Look deep into nature,
and then you will
understand everything better.

Albert Enstein

It's been a while since I've penned a few lines of thought. Please don't confuse the absence with lack of thought. Life has gotten inexplicably more complicated in the process to simplify. Just as I had put together the financial pieces of my last work hiatus; another interruption/inconvenience surfaced.

This time, there's no bitterness on my part and my anxiety is a bit less. I've taken the necessary steps to get my networking in place with friends, LinkedIn, and industry specific headhunters, etc. Most importantly each day I wrestle with myself to stay positive and to dwell on what I can do and all the things that I learned from my last affliction. The most important thing is to do and live each day fully regardless of my career absence. My job is to live.

It may very well be that I will have to work again on my creative side or perhaps find several jobs that fulfill me. Truthfully, there are many things I have mastered over the years among them photography and my ability to connect with people. In fact some of you reading my words today are folks I've never met. We have connected simply because we are on parallel journeys and of course similar destinations but scheduled to arrive at different times. Passengers on a train called time and on  a revolving and circular track called earth. It's a finite journey laden with infinite possibilities.

So today, I write simply because its time to. It's also too damn hot outside and so I thought I would remember a cool damp autumn day in the Catskills. It's good to draw from the well of pleasant experiences.
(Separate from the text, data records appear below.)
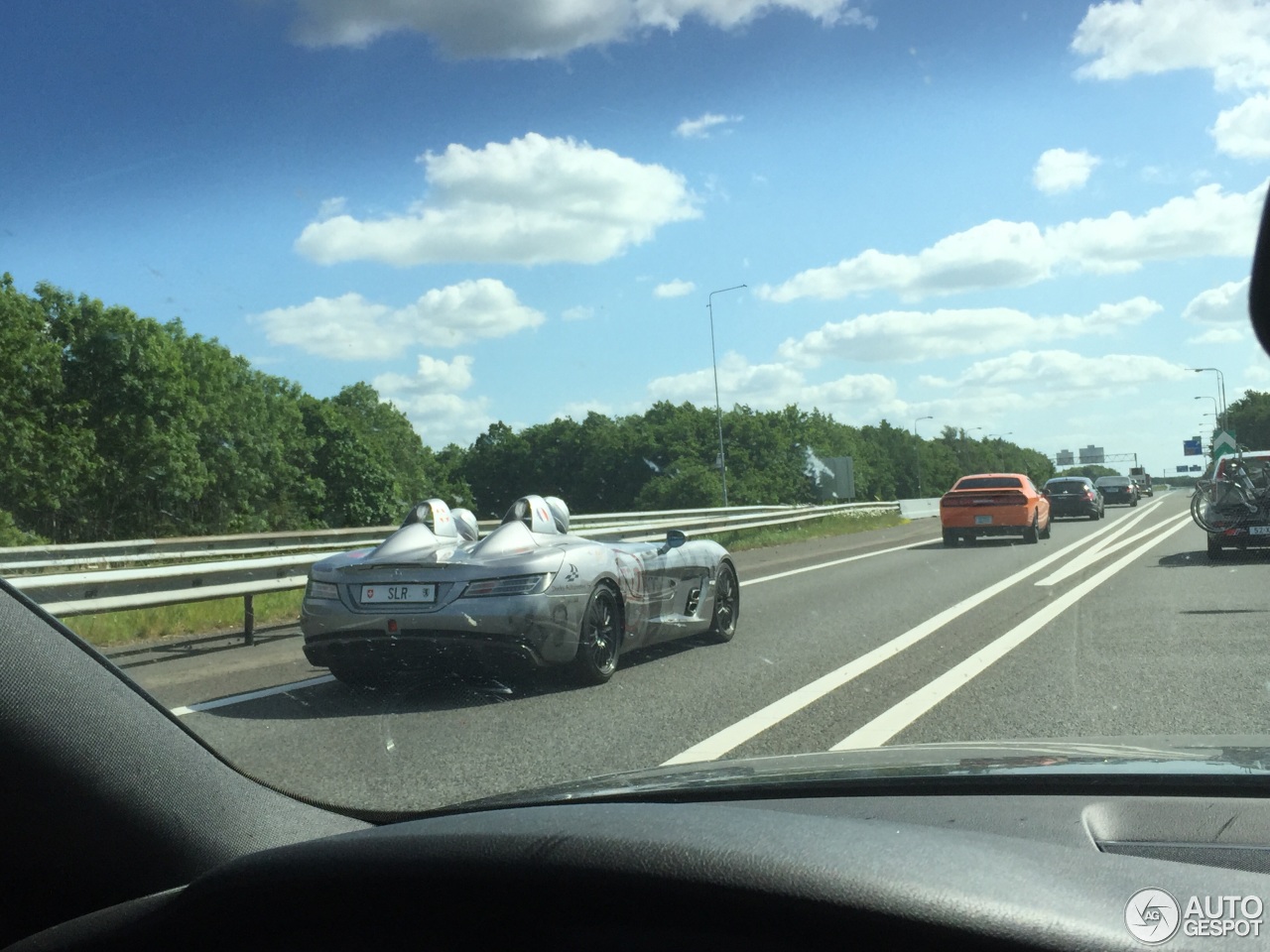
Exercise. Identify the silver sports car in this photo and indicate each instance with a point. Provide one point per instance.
(432, 595)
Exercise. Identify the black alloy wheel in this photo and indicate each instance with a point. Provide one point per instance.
(726, 604)
(599, 639)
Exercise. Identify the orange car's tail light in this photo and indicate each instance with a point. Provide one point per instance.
(980, 499)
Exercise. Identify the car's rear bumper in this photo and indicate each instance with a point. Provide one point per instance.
(1062, 509)
(413, 651)
(538, 629)
(1006, 520)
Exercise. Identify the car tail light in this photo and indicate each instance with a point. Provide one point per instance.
(515, 585)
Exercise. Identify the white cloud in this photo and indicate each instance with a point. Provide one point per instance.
(1127, 39)
(529, 200)
(1219, 335)
(699, 127)
(1062, 372)
(352, 327)
(1210, 222)
(1245, 130)
(1058, 171)
(1225, 303)
(531, 30)
(917, 335)
(675, 289)
(432, 400)
(771, 386)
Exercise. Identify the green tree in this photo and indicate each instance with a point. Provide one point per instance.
(1250, 419)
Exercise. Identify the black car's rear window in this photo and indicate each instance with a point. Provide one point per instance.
(1067, 488)
(989, 483)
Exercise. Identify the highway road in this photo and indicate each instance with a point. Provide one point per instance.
(1109, 629)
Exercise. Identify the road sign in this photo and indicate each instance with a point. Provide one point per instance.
(1223, 444)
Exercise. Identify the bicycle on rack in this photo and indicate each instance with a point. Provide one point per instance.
(1233, 507)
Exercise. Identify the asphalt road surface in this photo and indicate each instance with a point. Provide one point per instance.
(1109, 629)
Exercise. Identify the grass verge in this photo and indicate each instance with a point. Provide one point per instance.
(112, 629)
(116, 629)
(837, 525)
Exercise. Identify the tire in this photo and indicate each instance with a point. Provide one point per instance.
(1214, 548)
(598, 639)
(722, 626)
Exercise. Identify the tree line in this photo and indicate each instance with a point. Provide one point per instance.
(116, 426)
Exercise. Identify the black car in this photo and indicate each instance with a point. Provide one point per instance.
(1075, 497)
(1118, 490)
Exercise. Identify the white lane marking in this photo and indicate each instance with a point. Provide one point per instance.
(835, 561)
(887, 725)
(1106, 547)
(737, 734)
(250, 696)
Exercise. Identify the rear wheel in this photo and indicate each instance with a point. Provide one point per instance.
(726, 604)
(598, 640)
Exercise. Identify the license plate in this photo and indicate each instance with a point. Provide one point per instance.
(385, 594)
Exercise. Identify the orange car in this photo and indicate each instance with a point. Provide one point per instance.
(994, 504)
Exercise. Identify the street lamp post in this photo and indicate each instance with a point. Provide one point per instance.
(920, 453)
(1220, 389)
(722, 466)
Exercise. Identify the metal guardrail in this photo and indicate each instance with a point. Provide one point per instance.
(24, 558)
(117, 589)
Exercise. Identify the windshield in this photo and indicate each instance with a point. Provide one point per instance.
(1067, 486)
(434, 400)
(989, 483)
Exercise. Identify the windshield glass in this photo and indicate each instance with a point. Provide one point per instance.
(989, 483)
(714, 301)
(1067, 486)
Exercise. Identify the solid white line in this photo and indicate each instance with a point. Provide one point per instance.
(250, 696)
(737, 734)
(887, 725)
(835, 561)
(1086, 558)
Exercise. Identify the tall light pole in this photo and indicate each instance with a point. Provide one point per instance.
(722, 466)
(920, 453)
(1001, 454)
(1220, 389)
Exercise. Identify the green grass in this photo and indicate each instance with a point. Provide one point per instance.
(116, 629)
(837, 525)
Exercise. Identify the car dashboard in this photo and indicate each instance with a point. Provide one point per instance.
(1016, 871)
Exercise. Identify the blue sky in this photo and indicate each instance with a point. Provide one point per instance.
(1025, 217)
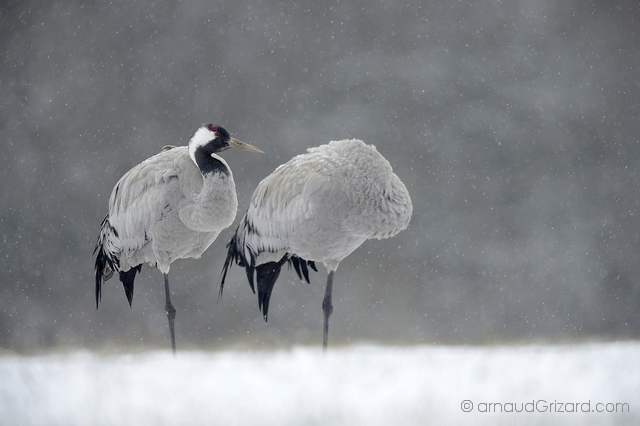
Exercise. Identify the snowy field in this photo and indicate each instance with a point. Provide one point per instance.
(360, 385)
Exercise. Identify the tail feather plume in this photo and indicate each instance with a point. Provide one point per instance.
(266, 274)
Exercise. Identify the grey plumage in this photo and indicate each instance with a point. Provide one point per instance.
(318, 207)
(171, 206)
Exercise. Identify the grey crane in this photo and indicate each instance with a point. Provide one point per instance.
(318, 207)
(171, 206)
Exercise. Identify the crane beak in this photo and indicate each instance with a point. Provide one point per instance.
(235, 143)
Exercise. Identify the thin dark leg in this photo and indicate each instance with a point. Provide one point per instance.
(171, 313)
(327, 309)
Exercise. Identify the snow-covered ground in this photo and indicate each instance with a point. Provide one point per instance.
(360, 385)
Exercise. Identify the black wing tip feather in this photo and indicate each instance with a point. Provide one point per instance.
(266, 276)
(127, 279)
(103, 261)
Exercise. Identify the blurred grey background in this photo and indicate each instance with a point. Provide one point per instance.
(513, 123)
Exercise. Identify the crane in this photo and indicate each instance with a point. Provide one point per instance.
(317, 208)
(171, 206)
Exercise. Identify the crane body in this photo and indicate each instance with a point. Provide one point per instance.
(317, 208)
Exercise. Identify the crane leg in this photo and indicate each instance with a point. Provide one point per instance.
(171, 313)
(327, 309)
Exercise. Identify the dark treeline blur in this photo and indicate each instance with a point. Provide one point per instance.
(514, 125)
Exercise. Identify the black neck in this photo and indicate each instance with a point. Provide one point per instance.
(208, 164)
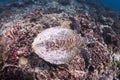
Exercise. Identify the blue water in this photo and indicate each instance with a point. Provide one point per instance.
(114, 4)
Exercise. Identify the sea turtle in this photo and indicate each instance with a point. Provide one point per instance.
(57, 45)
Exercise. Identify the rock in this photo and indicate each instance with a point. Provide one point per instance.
(57, 45)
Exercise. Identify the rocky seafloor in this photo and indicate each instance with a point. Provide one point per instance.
(20, 23)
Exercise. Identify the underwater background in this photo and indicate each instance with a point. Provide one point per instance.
(115, 4)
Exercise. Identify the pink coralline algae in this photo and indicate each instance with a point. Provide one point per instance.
(57, 45)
If you hadn't have enough of them you might spend your time filling up your reservoirs for those days when you are parched and thirst to recall a memory or two.

Represented by the Simon Gallery of Fine Art, Tucson

Friday, May 23, 2014

Life in the Rough

A Noble Friend
Lazy J2 Ranch
Patagonia, AZ

When things get a little rough, I like to think about all of my good memories. Truly have many fond ones of Tucson and the surrounding area south and east of it. Was always looking for adventure and most of the time wasn't disappointed. Provided the drama required to make my life meaningful and stimulating.

Horsing Around
Lazy J2 Ranch
Patagonia, AZ
Instead of sitting on the sidelines or watching it unfold for me before a television, I had the pleasure of participating in my own reality show filled with people and places. For that experience I am unapologetic. To enjoy your life and find your happy place, you have to be willing to get off of your ass take chances, engage, participate, and live.

Honestly, if you chose to do nothing you have no basis to complain about your life. There's nothing we can do about yesterday, but we can and should simply enjoy today before tomorrow or it too will become yesterday.

Yes it's great to be philosophical. However, if I had to choose, I would choose to experience rather than muse about what once was or what could be. Doing and achieving are part of living. The rest I leave to philosophers and historians and accountants.